English magician (born 1977)

Noel Qualter is an English close up magician, magic creator and magic consultant. He is a Member of the Inner Magic Circle (Gold Star).

He is known for the originality of his magic, being the only magician to win the Magic Circle Originality Award three times in succession, in 2014, 2015 and 2016. He also won the Cecil Lyle Award at the Magic Circle Awards 2018, and on 26 February 2021 he fooled Penn & Teller on episode 21 of series 7 of Penn & Teller: Fool Us. He has been featured on the cover of the March 2016 edition of the Magic Circle magazine, Magic Circular and published the trick Technote in the November 2015 Genii magazine. He is known for tricks such as iDeck, Alarmed and BLISS.

Qualter specialises in close up and iPad magic. He came second in the Magic Circle Close Up competition in 2015, and performs for private and corporate events around the world. He debuted his stand up iPad magic show "Tech Tricks" at the Edinburgh International Magic Festival in 2017, has performed tech magic for CNET, and has appeared twice at the Magic Castle in Hollywood.

As a magic consultant he has worked with Objective on the CBBC shows "Help, My Supply Teacher's Magic" and “Help, My Supply Teacher’s Still Magic". He was also a magic consultant for the BBC3 show "Killer Magic", and the BBC1 show “Now You See It”. He was filmed for Season 1 of Penn and Teller's "Fool Us" in London in 2011, has appeared on BBC's The Apprentice and created magic to accompany a report on Watchdog.
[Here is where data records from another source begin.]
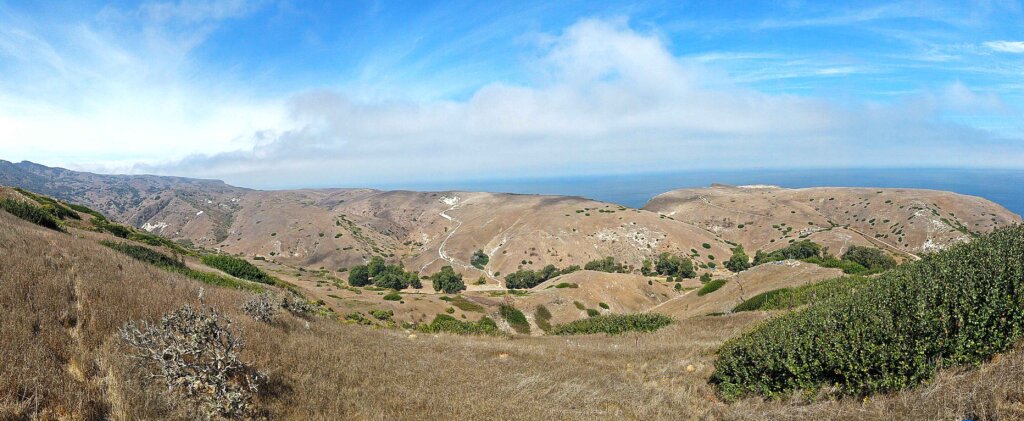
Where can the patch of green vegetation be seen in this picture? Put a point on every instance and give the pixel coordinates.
(955, 307)
(479, 259)
(528, 279)
(31, 213)
(711, 287)
(238, 267)
(607, 264)
(543, 318)
(463, 303)
(514, 318)
(783, 298)
(614, 324)
(169, 263)
(448, 324)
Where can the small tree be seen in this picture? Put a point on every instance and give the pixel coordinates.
(358, 276)
(448, 280)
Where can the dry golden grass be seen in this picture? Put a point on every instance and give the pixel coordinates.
(64, 297)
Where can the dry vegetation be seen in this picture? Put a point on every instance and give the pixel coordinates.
(65, 298)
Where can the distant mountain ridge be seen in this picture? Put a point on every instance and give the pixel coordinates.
(339, 227)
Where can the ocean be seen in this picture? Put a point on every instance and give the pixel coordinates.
(1003, 186)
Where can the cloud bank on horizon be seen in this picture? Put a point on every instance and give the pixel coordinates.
(268, 94)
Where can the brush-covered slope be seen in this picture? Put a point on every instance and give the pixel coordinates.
(901, 220)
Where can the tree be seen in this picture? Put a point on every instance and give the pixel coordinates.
(479, 259)
(448, 280)
(376, 266)
(358, 276)
(673, 265)
(869, 257)
(739, 260)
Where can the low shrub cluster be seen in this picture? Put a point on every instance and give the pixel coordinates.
(607, 264)
(711, 287)
(514, 317)
(196, 353)
(446, 280)
(479, 259)
(169, 263)
(614, 324)
(445, 323)
(543, 318)
(463, 303)
(958, 306)
(521, 280)
(799, 250)
(783, 298)
(31, 213)
(670, 265)
(238, 267)
(59, 210)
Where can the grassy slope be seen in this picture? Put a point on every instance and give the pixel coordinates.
(65, 296)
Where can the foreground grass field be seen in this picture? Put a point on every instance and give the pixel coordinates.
(65, 296)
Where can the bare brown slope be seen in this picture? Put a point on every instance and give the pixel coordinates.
(902, 220)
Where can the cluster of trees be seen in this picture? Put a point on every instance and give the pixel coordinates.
(670, 265)
(448, 280)
(607, 264)
(382, 275)
(800, 250)
(238, 267)
(871, 258)
(479, 259)
(739, 260)
(526, 279)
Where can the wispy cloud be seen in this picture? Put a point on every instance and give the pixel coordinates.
(1006, 46)
(613, 99)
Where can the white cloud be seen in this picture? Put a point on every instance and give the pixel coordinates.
(1006, 46)
(609, 99)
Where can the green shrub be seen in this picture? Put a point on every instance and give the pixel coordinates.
(528, 279)
(169, 263)
(31, 213)
(958, 306)
(798, 250)
(871, 258)
(614, 324)
(57, 209)
(607, 264)
(515, 318)
(448, 280)
(673, 265)
(463, 303)
(711, 287)
(445, 323)
(237, 267)
(543, 318)
(383, 316)
(479, 259)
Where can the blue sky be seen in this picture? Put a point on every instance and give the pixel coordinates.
(282, 94)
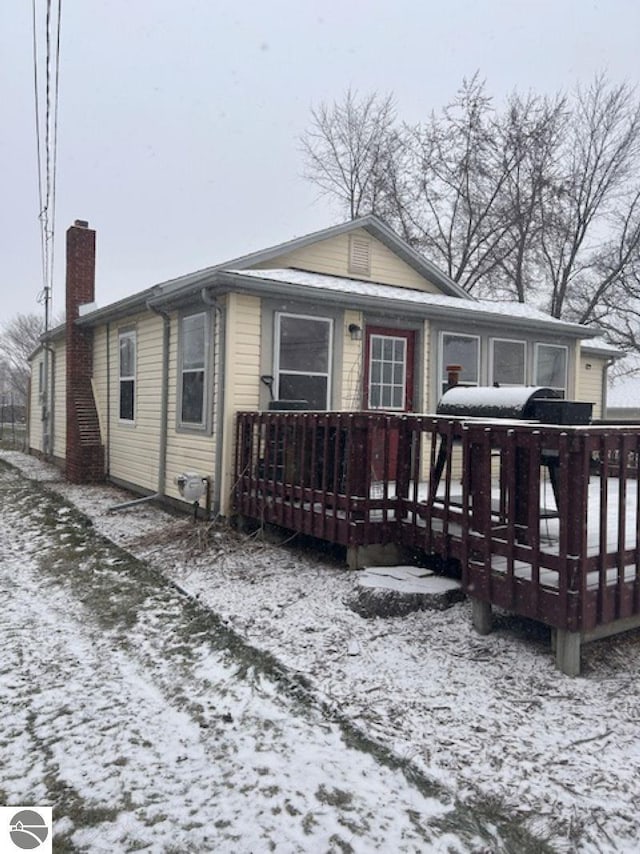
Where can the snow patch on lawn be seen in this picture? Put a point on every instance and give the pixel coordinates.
(488, 715)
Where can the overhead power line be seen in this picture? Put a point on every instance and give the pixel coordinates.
(46, 39)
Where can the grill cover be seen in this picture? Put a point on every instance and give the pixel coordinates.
(492, 402)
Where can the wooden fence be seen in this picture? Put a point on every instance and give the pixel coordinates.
(543, 520)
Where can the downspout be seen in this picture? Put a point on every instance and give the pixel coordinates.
(207, 299)
(164, 400)
(52, 411)
(107, 462)
(605, 382)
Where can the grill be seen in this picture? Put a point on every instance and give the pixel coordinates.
(526, 403)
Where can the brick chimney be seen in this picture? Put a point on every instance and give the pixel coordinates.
(85, 452)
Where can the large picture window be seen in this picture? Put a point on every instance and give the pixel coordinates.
(303, 359)
(551, 366)
(462, 350)
(193, 369)
(508, 362)
(127, 348)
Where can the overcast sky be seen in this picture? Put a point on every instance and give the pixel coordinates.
(179, 121)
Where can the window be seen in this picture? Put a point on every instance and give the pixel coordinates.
(127, 342)
(193, 369)
(303, 359)
(551, 366)
(387, 372)
(508, 362)
(463, 350)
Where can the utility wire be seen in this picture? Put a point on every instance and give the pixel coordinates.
(47, 154)
(38, 141)
(54, 152)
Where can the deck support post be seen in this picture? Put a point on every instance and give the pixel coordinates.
(568, 652)
(481, 617)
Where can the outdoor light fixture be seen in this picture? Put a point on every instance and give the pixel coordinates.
(355, 332)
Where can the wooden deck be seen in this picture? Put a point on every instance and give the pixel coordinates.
(543, 520)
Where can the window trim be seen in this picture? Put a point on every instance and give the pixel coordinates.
(360, 250)
(564, 389)
(442, 373)
(276, 353)
(132, 335)
(203, 426)
(492, 342)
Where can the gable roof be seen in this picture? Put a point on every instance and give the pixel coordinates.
(370, 223)
(356, 293)
(181, 286)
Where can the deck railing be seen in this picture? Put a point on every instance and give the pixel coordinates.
(544, 520)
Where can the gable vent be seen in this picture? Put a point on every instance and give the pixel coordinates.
(359, 255)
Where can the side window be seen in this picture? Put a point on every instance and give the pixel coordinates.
(463, 350)
(303, 359)
(193, 369)
(551, 367)
(508, 362)
(127, 346)
(387, 372)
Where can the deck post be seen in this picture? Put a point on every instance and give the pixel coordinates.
(568, 652)
(481, 617)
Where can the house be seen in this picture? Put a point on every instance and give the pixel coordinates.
(348, 318)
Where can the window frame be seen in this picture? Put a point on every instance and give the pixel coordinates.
(277, 371)
(536, 364)
(492, 361)
(442, 373)
(204, 425)
(130, 334)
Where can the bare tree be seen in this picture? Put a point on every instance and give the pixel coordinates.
(459, 175)
(538, 200)
(590, 221)
(531, 132)
(18, 339)
(347, 147)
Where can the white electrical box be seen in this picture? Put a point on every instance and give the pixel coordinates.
(192, 486)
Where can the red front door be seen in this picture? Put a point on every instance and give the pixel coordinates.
(388, 387)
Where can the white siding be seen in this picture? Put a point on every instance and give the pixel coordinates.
(352, 364)
(331, 256)
(35, 405)
(242, 377)
(590, 381)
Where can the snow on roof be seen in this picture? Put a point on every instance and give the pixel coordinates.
(356, 287)
(602, 346)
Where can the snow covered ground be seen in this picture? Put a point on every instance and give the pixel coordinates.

Qualter lectures regularly to magic societies around the UK and Europe. In recent years he has written and presented a live magic panel show "Never Mind The Buzzsaw" at magic conventions The Session and Blackpool Magic Convention, featuring appearances from magicians such as Paul Zenon, Joshua Jay, Andi Gladwin, John Archer and Etienne Pradier.

He is the cousin of Declan Qualter, hurler for Dublin GAA and St Vincents GAA.